In the March 2024 edition of the journal Forest Ecology and Management, Brewer writes that in fire restoration areas – forests that have undergone prescribed burns – one species, post oak, is regenerating more slowly than other trees and undergrowth, causing their numbers to dwindle.
“Our focus is what’s happening with post oak,” he said. “We want to figure out what’s going on. Why is this happening?”
“We’re learning that when people talk about the fire-oak hypothesis – that oaks need fire to regenerate – they’re generally thinking about what’s needed to go from that seedling to sapling stage. We’re saying there are other factors that influence natural regeneration.”

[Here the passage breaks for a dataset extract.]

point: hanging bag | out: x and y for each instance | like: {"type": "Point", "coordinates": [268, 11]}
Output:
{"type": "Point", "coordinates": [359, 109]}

The plight of the post oak is important because oaks are important, and their loss would weaken North American ecosystems, Brewer said. As a keystone species, oaks support more life forms than any other North American tree and provide home, food and environment to fungi, insects, birds and mammals.
“More insects feed off of oak trees than any other plant in North America,” he said. “This is not just about the trees.”
Brewer’s team conducted its research in a restored oak woodland near Holly Springs. What they found was that post oak – a species usually found along ridgelines and in uplands – is losing ground to lowland and floodplain trees such as maples, sweetgums and white oak.
What is the reason for the change? Not enough fire.
Fire serves an important role in forest ecosystems. It cleans out undergrowth and leaf litter, clears canopies so sunlight can reach the forest floor and encourages biodiversity. Older trees can withstand fire that may shrivel saplings, making the competition for resources less fierce.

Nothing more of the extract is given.